An old client of mine came to visit me this week with her new service dog because he is behaving aggressively toward unfamiliar (outside of his pack) dogs. We talked for a long time about the service training is currently receiving. She informed me that he is attending a group class currently but recently has been asked not to return because of his disruptive behavior around the other dogs. She detailed all of the ways they have tried to get him over his fear-based aggressive behavior toward other dogs for the last several months. Taking the advice of service dog trainers they have tried to distract him with hot dogs in the presence of other dogs. My client explained to me how he would eat the slice of hot dog and immediately return to his aggressive behavior. The client also told me that at the last group class he attended a trainer removed him from the presence of other dogs, taking him into an empty room, every time he reacted negatively to the other dogs for 90 minutes to no avail. (You’ve probably seen this technique on a certain dog training show.) My client is not allowed to use a prong collar in this service dog training class and I think it goes without saying they also ban remote training collars. So, during our meeting I put a prong collar on him and gave him a correction that was sharp enough to override his emotions that were causing his aggressive behavior to the first dog to which we introduced him. He did not behave aggressively for the rest of our time together as we introduced three new dogs to him. Instead, he sat quietly, looking to me for instruction.

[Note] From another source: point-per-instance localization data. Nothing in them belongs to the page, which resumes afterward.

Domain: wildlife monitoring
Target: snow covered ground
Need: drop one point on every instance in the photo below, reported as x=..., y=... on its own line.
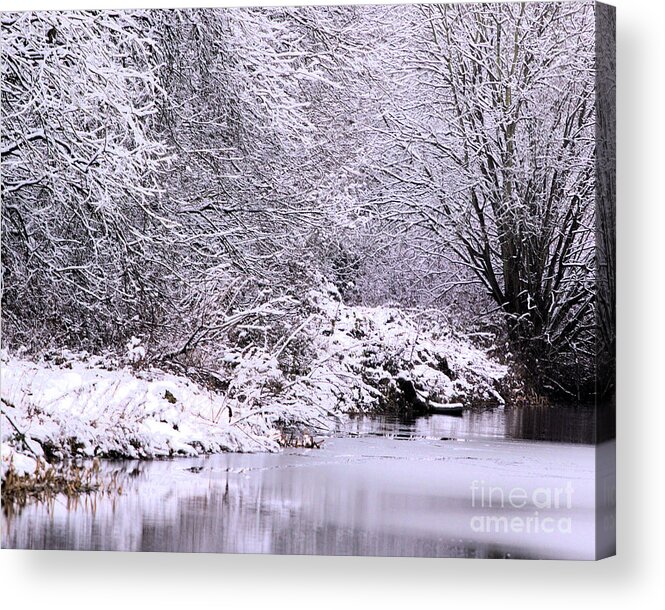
x=76, y=404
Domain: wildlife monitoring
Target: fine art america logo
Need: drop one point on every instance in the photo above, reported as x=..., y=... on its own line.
x=540, y=510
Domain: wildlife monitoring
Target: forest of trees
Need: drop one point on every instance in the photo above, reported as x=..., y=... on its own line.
x=184, y=176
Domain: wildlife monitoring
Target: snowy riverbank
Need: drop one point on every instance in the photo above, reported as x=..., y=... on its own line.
x=69, y=404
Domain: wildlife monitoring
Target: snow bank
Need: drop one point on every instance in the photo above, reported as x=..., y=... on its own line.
x=350, y=359
x=362, y=353
x=74, y=405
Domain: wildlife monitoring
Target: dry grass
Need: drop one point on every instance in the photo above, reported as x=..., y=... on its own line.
x=49, y=480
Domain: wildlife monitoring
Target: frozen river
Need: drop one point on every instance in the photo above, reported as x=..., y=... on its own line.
x=489, y=484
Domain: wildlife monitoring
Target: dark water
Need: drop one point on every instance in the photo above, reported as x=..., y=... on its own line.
x=435, y=486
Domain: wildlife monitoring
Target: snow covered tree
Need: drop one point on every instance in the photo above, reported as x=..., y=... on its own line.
x=493, y=165
x=81, y=226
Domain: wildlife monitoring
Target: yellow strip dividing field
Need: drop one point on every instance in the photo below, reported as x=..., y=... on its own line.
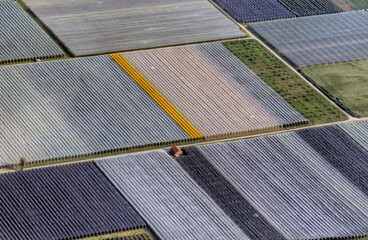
x=155, y=95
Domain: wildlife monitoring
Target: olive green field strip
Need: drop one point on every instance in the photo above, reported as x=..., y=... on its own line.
x=91, y=27
x=76, y=107
x=290, y=180
x=315, y=40
x=214, y=90
x=358, y=131
x=21, y=39
x=170, y=202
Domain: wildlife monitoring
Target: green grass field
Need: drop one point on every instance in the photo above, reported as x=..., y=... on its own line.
x=286, y=82
x=362, y=4
x=345, y=83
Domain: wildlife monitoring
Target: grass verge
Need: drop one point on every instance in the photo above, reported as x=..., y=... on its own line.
x=345, y=83
x=286, y=82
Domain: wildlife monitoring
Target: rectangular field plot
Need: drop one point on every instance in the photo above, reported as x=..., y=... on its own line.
x=358, y=131
x=172, y=204
x=311, y=7
x=344, y=83
x=318, y=39
x=342, y=152
x=76, y=107
x=254, y=10
x=20, y=38
x=62, y=203
x=214, y=90
x=93, y=27
x=289, y=182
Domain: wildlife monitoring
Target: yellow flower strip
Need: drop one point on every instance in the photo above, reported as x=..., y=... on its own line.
x=155, y=95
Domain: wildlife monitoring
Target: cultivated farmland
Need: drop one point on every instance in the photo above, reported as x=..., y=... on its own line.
x=20, y=38
x=94, y=27
x=345, y=83
x=292, y=185
x=214, y=90
x=254, y=10
x=172, y=204
x=76, y=107
x=286, y=82
x=358, y=131
x=227, y=196
x=318, y=39
x=311, y=7
x=342, y=152
x=62, y=203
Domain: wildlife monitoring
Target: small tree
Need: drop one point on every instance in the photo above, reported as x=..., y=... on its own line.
x=23, y=162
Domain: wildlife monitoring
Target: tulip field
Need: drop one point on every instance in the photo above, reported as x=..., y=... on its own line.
x=311, y=7
x=315, y=40
x=62, y=203
x=214, y=90
x=20, y=38
x=77, y=107
x=289, y=179
x=88, y=27
x=172, y=204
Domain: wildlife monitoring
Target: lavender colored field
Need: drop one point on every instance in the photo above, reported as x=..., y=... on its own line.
x=293, y=185
x=66, y=108
x=254, y=10
x=319, y=39
x=358, y=131
x=89, y=27
x=214, y=90
x=62, y=203
x=20, y=38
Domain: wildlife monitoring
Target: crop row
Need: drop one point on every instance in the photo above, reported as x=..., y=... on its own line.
x=319, y=39
x=214, y=90
x=21, y=39
x=341, y=151
x=254, y=10
x=293, y=186
x=311, y=7
x=358, y=131
x=227, y=196
x=62, y=203
x=172, y=204
x=76, y=107
x=90, y=27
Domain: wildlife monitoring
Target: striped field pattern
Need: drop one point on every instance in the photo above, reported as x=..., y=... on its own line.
x=292, y=184
x=155, y=95
x=89, y=27
x=321, y=39
x=171, y=203
x=214, y=90
x=358, y=131
x=63, y=202
x=20, y=38
x=58, y=109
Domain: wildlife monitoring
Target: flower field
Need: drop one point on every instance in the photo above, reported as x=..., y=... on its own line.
x=89, y=27
x=172, y=204
x=77, y=107
x=214, y=90
x=62, y=203
x=254, y=10
x=21, y=39
x=311, y=7
x=319, y=39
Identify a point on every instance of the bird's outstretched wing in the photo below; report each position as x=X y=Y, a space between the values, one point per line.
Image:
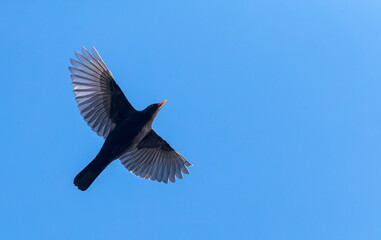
x=100 y=100
x=153 y=158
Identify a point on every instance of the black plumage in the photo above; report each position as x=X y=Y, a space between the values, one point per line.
x=128 y=133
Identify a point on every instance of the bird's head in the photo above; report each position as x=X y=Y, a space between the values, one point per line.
x=153 y=109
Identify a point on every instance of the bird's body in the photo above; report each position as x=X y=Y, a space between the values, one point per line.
x=129 y=134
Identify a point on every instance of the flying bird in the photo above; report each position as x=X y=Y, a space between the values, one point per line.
x=128 y=132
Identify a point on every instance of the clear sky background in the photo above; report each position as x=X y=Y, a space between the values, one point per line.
x=276 y=103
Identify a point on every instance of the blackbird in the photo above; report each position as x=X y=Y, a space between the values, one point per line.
x=128 y=132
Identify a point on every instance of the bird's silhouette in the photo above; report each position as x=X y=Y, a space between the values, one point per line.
x=128 y=133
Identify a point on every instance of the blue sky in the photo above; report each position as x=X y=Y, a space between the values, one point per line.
x=276 y=103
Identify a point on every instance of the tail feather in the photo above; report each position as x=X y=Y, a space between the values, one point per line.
x=87 y=176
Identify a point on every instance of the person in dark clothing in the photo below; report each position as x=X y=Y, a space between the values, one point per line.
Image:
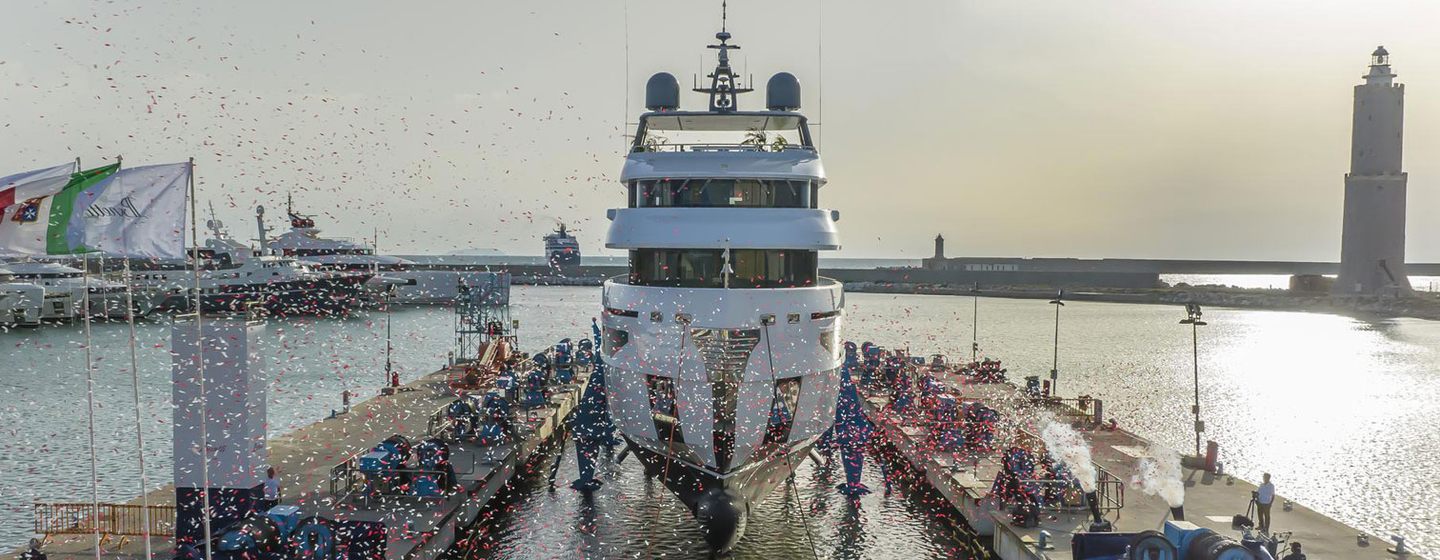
x=33 y=552
x=1265 y=497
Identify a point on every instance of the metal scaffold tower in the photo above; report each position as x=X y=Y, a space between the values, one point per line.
x=483 y=314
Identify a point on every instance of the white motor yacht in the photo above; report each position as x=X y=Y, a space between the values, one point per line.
x=234 y=277
x=409 y=282
x=49 y=291
x=722 y=340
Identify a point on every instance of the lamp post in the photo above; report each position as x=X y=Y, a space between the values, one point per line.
x=1054 y=363
x=1193 y=320
x=390 y=380
x=975 y=321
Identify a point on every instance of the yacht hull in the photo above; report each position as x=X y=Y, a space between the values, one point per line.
x=720 y=504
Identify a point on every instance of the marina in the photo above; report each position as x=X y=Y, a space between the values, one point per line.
x=1119 y=375
x=717 y=376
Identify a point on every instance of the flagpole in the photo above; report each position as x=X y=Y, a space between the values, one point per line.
x=90 y=398
x=199 y=344
x=134 y=379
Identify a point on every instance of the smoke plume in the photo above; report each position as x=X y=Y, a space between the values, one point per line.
x=1159 y=474
x=1067 y=446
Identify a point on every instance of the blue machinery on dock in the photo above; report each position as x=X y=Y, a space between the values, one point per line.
x=1181 y=540
x=591 y=425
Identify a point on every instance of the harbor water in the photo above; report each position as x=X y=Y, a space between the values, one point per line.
x=1341 y=411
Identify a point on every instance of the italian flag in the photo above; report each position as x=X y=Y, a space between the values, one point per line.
x=41 y=209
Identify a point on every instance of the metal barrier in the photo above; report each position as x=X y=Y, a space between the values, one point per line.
x=126 y=520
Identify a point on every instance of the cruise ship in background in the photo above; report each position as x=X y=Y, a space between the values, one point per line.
x=723 y=339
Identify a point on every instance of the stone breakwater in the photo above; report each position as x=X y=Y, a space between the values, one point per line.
x=1420 y=305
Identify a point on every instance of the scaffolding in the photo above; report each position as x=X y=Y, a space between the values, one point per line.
x=483 y=314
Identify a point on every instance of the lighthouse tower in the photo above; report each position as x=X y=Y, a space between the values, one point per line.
x=1373 y=245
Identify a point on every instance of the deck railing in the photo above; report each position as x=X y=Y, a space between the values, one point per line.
x=126 y=520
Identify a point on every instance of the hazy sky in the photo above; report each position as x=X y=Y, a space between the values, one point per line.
x=1141 y=128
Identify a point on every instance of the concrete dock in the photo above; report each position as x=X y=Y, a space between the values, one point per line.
x=1211 y=500
x=310 y=458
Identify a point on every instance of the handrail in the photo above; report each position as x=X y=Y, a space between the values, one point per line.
x=123 y=520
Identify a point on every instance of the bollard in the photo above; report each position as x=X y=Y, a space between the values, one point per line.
x=1400 y=546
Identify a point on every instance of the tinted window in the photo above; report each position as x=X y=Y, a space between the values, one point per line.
x=722 y=193
x=702 y=268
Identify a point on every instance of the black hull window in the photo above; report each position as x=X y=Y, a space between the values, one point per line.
x=702 y=268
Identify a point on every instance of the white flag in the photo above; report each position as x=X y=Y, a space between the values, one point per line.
x=29 y=184
x=137 y=212
x=25 y=206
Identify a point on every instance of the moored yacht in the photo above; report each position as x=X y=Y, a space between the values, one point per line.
x=235 y=278
x=722 y=340
x=406 y=281
x=562 y=249
x=49 y=291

We know aggressive, high-strung, nervous behaviors are not ideal traits for a service dog. But the problem is she paid for him, she trained him, he’s a great help to her around the house and at doctor’s appointments. She’s not getting rid of him and I agree with her. I don’t think it’s fair to discard him and I don’t think it’s time to throw up our hands and just relegate him to a service dog at home only. About once a year I get a call to help someone with their service dog who’s behavior is disruptive to the service they are capable of performing or in general causes problems with regular life activity. These clients have been indoctrinated by their service dog trainers to not use certain types of corrective measures. In some cases there are service dog trainers that are comfortable with correction just not prong collars or remote training collars. The problem is my clients are not seeing results and are forced to say “this is as good as it’s going to get”.
I believe service dog trainers would be a greater help to their clients if they would learn to use all tools at our disposal properly so that each service dog can reach its potential. I think when it comes to training tools, whether positive-reinforcement tools or corrective tools, less is more and most service dogs-in-training don’t need strong corrective measures but when you’ve run out of options for correcting seriously disruptive or dangerous behavior its time to consider methods that aren’t mentioned in the textbook before we give up on these dogs.